After suggesting that there’s little point to Hadoop appliances, it occurred to me to look into what kinds of hardware actually are used with Hadoop. So far as I can tell:
- Hadoop nodes today tend to run on fairly standard boxes.
- Hadoop nodes in the past have tended to run on boxes that were light with respect to RAM.
- The number of spindles per core on Hadoop node boxes is going up even as disks get bigger.
A key input comes from Cloudera, who to my joy delegated the questions to Omer Trajman, who wrote:
Most Hadoop deployments today use systems with dual socket and quad or hex cores (8 or 12 cores total, 16 or 24 hyper-threaded). Storage has increased as well with 6-8 spindles being common and some deployments going to 12 spindles. These are SATA disks with between 1TB and 2TB capacity. The amount of RAM varies depending on the application. 24GB is common as is 36GB – all ECC RAM. HBase clusters may have more RAM so they can cache more data. Some customers put Hadoop on their “standard box” which may not be perfectly balanced (e.g. more RAM, less disk) and needs to be altered slightly to meet the above specs. The new Dell C2100 series and the HP SL170 series are both popular server lines for Hadoop.
For a year ago perspective, see this post: http://www.cloudera.com/blog/2010/03/clouderas-support-team-shares-some-basic-hardware-recommendations/
Bullet points from that year-ago link include:
- 4 1TB hard disks in a JBOD (Just a Bunch Of Disks) configuration
- 2 quad core CPUs, running at least 2-2.5GHz
- 16-24GBs of RAM (24-32GBs if you’re considering HBase)
- Gigabit Ethernet
So basically we’re talking in the range of 2-3 GB of RAM per core — and 1 spindle per core, up from perhaps half a spindle per core a year ago.
Meanwhile, a 2009 Yahoo slide deck refers to “500 nodes, 4000 cores, 3TB RAM, 1.5PB disk”; that divides out to 8 cores, 6 GB of RAM, and 3 TB of disk per node, all on “commodity hardware.” By 2010 Yahoo was evidently up to 2 GB of RAM per core.
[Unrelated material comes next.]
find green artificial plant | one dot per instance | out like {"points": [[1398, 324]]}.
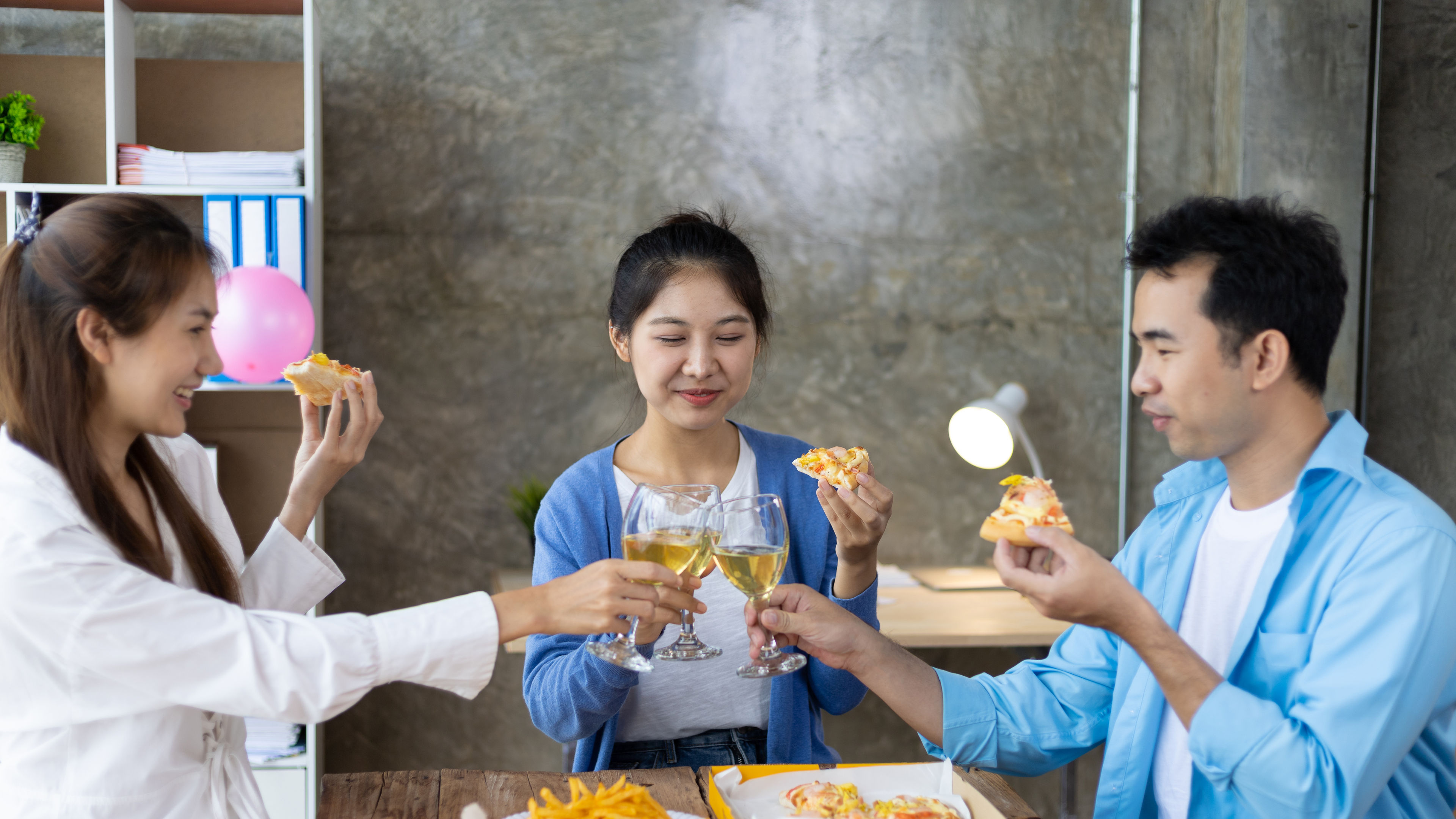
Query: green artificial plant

There are lots of data points on the Apache Hadoop wiki, but many seem a few years old, and I don’t immediately see how to time-stamp them. Overall, they seem consistent with the trends I noted at the top of the post.
One thing I haven’t done is attempted to price any of these systems.
Contributions in the comment thread would be warmly appreciated.